VIDEO | Andonovic: Vucic, dissatisfied with the coalition, will call for extraordinary parliamentary elections

Analysis with Dejan Andonović/ Photo Sloboden pechat

Serbian President Aleksandar Vucic is dissatisfied with the behavior of the strongest coalition partner, the Socialist Party of Ivica Dacic, and announces the calling of extraordinary parliamentary elections. Apart from the socialists, Vucic said that he is also disappointed by certain party officials of his party who, as he said, have not achieved anything other than personal enrichment and corruption.

"It is better to go into opposition than to let party and private interests run the country. I am ready to go to the elections as a candidate for prime minister, but I will not give in to blackmail - neither from the West, nor from the SPS, nor from false rightists," Vucic said at a meeting at the top of the Serbian Progressive Party, pro-government media reported.

The elections will be held in September this year at the earliest, and the candidate for prime minister will be Vucic, SNS sources confirmed for the Serbian media.

The hint of a complete change of the current political panorama in Serbia appeared at the conclusion of the recent session of the National Assembly devoted to Kosovo. The head of state and leader of the strongest political option in Serbia stated that SNS is alone in defending state interests and that it has the people with it, but not the coalition partners with which it shares power.

"I am very disappointed by the behavior of the socialists, who were somewhere in between, wanting to please everyone," Vucic allegedly said at this party meeting

Vucic also said that "he is fed up with corrupt people who wanted to get rich at the expense of the party, often referring to him in their shady affairs and whenever they had to fight for the country and the people, they were the first to turn their backs." Serbian media say.
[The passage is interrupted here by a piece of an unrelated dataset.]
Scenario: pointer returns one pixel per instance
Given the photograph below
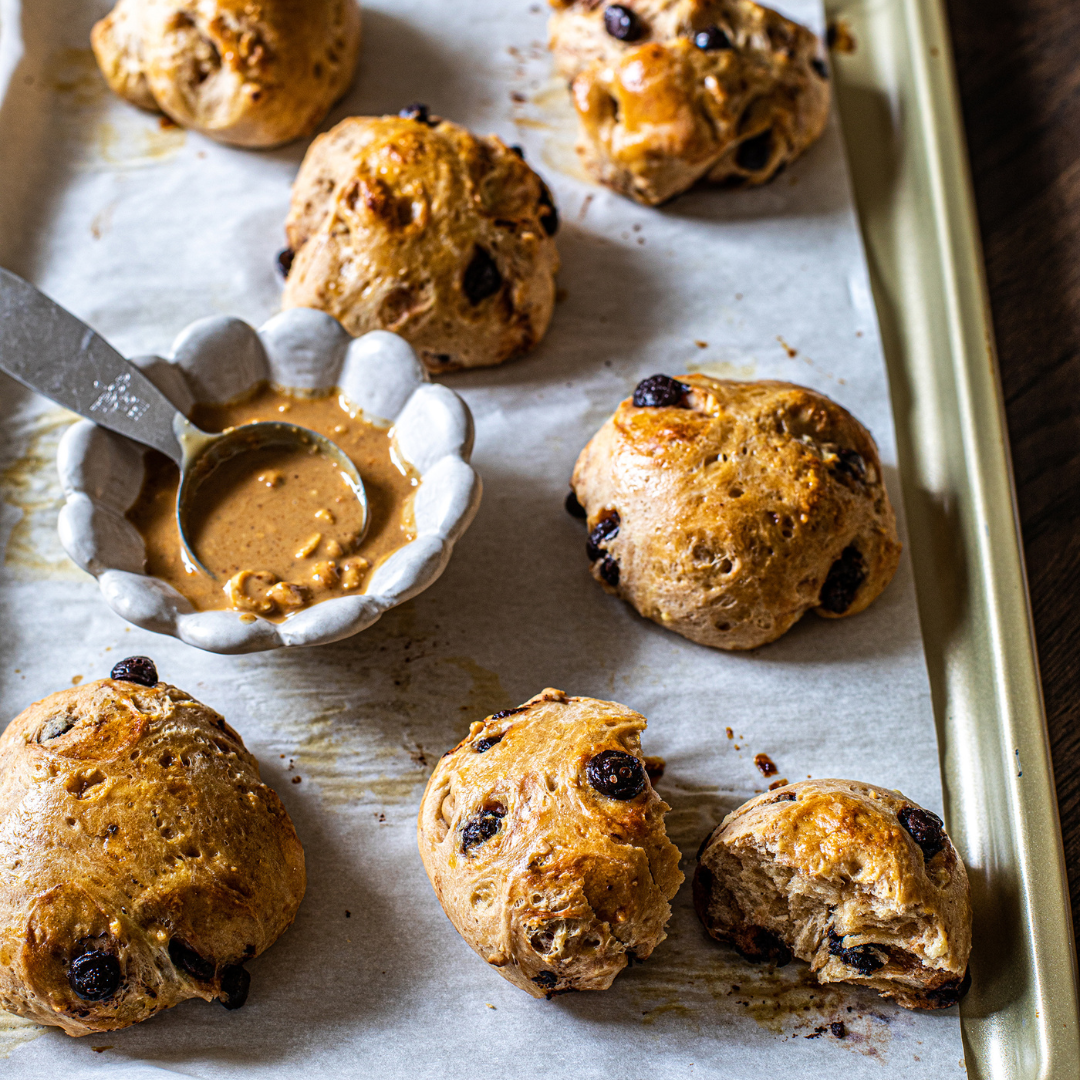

This political earthquake comes at a time when Belgrade and the current Serbian government are more clearly announcing that they will accept the recently proposed French-German proposal for dialogue with Kosovo. The main stumbling block is the request from this proposal, which is that Serbia abandons the blockade of Kosovo applying to international institutions, which indirectly means that it gives consent for Kosovo to apply for full membership of the United Nations.

With this, according to Belgrade, Kosovo will be tacitly recognized as an independent state.

Yesterday, the Serbian president told the American special envoy Gabriel Escobar via social networks that Serbia will never recognize Kosovo's independence, an old new position for which it is not clear at this moment what the reaction of the international community will be.

Further distancing the dialogue between the two sides comes with the ultimatum of Kosovo's Prime Minister Albin Kurti, who stated that he demands that Serbia stop lobbying certain countries for their revocation of the recognition of Kosovo's independence. Pristina also demands that Belgrade send positive signals to the 5 EU member states that have so far refused to agree and recognize the independence of Kosovo.

Regarding the main Serbian request, the establishment of a community of Serbian municipalities, Kurti stated that Pristina is ready to allow it, but only if municipalities with a non-Serb majority population enter that community. Practically, Pristina demands that the ZSO not be an ethnically pure community, but that municipalities with other nationalities living in Kosovo also participate in it.

All these developments for the time being indicate that the solution and the continuation of the Pristina-Belgrade dialogue is being delayed again.

It remains to be seen how the political turmoil in Serbia and in Kosovo will end, on which depends the policy from which the final settlement of the Kosovo issue should result.